Upon leaving the premises everybody disinfects their hands at the Amuchina gel-like dispensers which are now everywhere and then return home. Once a week I do the cleaning, which in the language of MM is to use all the Swiffer products in rotation, and every day I have to empty the trash, carefully recycling: I can throw pads in the green bin but not their plastic bags; the cotton swabs, hair and make-up removers MUST not go in the green bin; plastic bottles should be washed thoroughly before being thrown into the blue plastic recycling bin. The police regularly searches the bins and steeply fines those who break the rules. In fact the bins are personal and are placed at the curb once a week when the truck comes to withdraw.
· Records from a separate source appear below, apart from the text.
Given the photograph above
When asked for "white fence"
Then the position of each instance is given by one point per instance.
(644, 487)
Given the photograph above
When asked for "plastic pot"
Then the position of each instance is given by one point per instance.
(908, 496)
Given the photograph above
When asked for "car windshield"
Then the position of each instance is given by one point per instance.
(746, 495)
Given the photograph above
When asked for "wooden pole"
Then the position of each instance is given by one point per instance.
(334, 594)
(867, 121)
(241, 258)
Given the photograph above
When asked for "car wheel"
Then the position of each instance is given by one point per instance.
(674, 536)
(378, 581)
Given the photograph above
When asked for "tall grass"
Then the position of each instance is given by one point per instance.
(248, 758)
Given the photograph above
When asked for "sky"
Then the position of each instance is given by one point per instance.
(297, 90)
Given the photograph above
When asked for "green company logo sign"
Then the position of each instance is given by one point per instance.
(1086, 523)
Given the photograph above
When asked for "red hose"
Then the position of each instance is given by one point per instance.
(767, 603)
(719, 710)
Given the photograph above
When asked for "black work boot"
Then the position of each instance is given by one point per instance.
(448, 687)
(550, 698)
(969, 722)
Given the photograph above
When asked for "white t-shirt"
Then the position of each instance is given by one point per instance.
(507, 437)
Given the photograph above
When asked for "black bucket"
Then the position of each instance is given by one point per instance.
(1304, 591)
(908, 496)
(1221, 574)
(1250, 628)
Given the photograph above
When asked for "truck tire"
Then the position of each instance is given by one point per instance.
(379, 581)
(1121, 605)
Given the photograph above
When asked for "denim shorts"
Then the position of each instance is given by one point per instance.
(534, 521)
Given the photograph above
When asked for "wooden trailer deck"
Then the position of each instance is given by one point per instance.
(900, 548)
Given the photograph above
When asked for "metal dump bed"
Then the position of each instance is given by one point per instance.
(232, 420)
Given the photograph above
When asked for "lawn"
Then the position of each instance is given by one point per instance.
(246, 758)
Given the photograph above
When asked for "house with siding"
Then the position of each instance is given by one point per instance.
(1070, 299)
Then I help set the table for dinner which often includes "Italian" pasta dishes with Alfredo sauce: mushrooms, peppers, sausage, beans, tomato; Bolognese meat sauce with tomato, sausage, beans, peppers, paprika and mushrooms. MM takes her "Italian" recipes from the "Italian" cook that has a program of his own on TV. His name is Mario, he wears a crucifix on his hairy chest, his shirt open, his hair in a ponytail and a ham on his shoulder... and if he says that that is the real Bolognese sauce!
After dinner, once the dishes are washed, we retreat into our rooms, while outside you hear the music of the ice cream truck that goes away and the next day you wake up at 7 with trucks that are beginning to work on the road at improbable hours. Then I can start again, with my typical day.